Server: Apache Tomcat 7.0.34

UPDATE: it works if we change the ViewScoped annotation of Index.java bean to RequestScoped or SessionScoped. But why?

Était-ce utile?

La solution

I currently have a JSF 2.1 project written with the help of Mojarra. Just for experimenting, I changed the implementation to MyFaces and ran the application only to see issues similar to yours (all my injected @ManagedProperty variables end up null after a POST submit). I switched back to Mojarra and the app runs fine. So, basically something is different in the MyFaces implementation.

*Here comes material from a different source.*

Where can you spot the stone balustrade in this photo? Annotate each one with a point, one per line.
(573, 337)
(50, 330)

A bit of googling led me to this unresolved issue - MYFACES-3656. Here's an excerpt from the issue reporter on how to fix the issue:

If you set the org.apache.myfaces.SERIALIZE_STATE_IN_SESSION to false and redeploy the application then everything works as expected.

How does this help? The answer is in the comments section:

I think the behavior described is expected (different to say that the behavior described is desired or intentionally done in that way).

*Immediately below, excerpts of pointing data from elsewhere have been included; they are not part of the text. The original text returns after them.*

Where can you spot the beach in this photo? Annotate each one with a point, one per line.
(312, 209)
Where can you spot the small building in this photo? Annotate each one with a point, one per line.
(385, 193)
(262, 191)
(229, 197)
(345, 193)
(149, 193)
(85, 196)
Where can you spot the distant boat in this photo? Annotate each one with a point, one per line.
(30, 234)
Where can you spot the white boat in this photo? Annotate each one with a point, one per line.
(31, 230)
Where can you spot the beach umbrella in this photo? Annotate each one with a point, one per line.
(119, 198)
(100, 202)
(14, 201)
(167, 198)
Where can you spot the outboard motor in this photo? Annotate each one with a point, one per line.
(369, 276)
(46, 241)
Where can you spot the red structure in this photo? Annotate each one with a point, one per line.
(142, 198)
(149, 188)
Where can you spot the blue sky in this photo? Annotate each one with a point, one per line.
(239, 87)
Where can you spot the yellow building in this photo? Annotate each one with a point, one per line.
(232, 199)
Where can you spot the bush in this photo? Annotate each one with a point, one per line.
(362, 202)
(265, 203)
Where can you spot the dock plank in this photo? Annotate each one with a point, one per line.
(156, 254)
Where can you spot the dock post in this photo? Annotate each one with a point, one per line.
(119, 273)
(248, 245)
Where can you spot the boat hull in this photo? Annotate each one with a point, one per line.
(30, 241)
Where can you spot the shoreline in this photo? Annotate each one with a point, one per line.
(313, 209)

What's happening here is in MyFaces serialization is set to true by default (some old lines from JSF 1.0 spec says so, even if RI does not implement it in this way). In JSF 2.2 spec, SERIALIZE_STATE_IN_SESSION param will be standardized and set to false by default.

Serialization causes that all beans under view scope are in fact "recreated". If the param is set to false, the beans are stored into session and on further requests are used, looking like everything is ok, but that fact is not true because in a cluster configuration the same application will fail.

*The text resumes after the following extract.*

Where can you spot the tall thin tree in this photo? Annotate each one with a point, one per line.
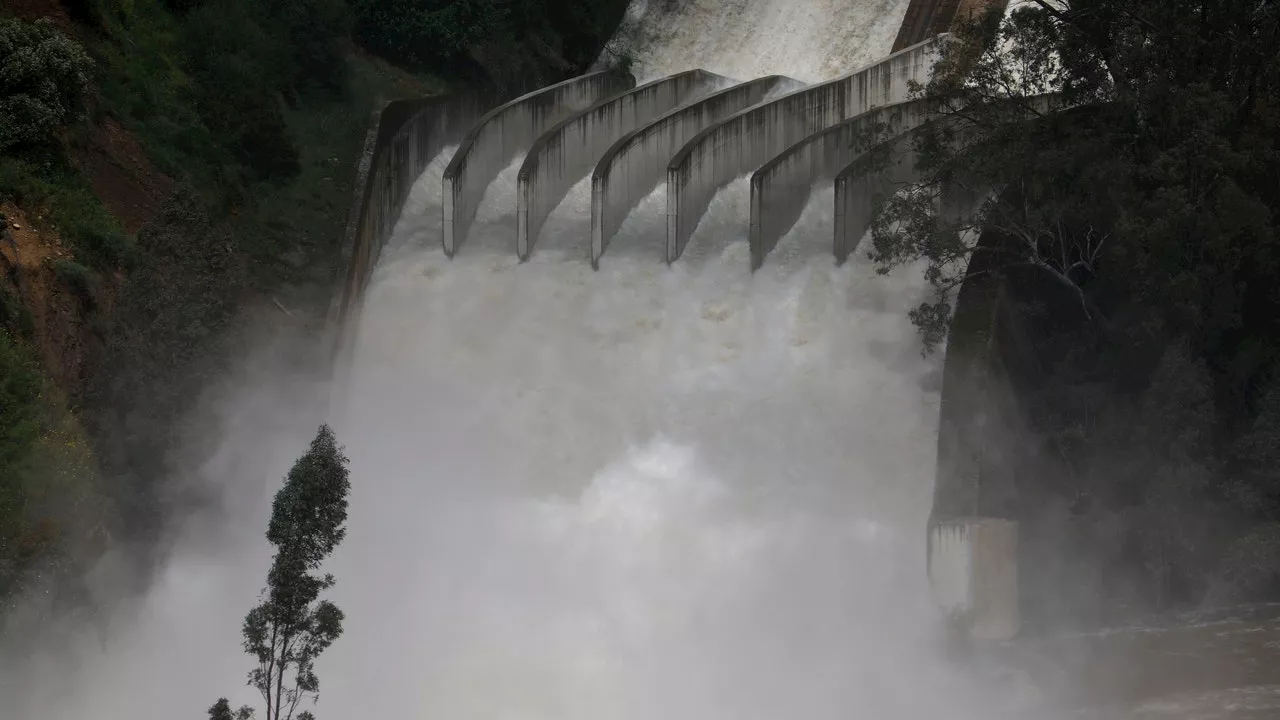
(293, 625)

Only the first time the view scope bean is created, the references from managed-property takes effect, but if the bean is serialized/deserialized, the references are not restored back, because on the serialization step, even the application and session scope beans are serialized too.

.....

How to solve it? I haven't found a decent solution to this issue. One could think on just restore the view scope bean and reapply @ManagedProperty annotations or entries found in faces-config.xml, but the problem is the view scope bean still is storing information that shouldn't be there from start (only marking the fields as transient will do the trick). It is possible define an special mode were this hack or some variant is done, but it will be only in myfaces and it cannot be enabled by default.

Similar issue has been reported and replied with the above explanation in this mailing-list archive

Now, since in your case you are not explicitly setting a STATE_SAVING_METHOD, it defaults to server. Consequently, SERIALIZE_STATE_IN_SESSION comes into effect and defaults to true.

I tried your code with MyFaces on Tomcat and set SERIALIZE_STATE_IN_SESSION to false and it works. However, in the event, you set the STATE_SAVING_METHOD to client, nothing will work and you'll get a view state not found error.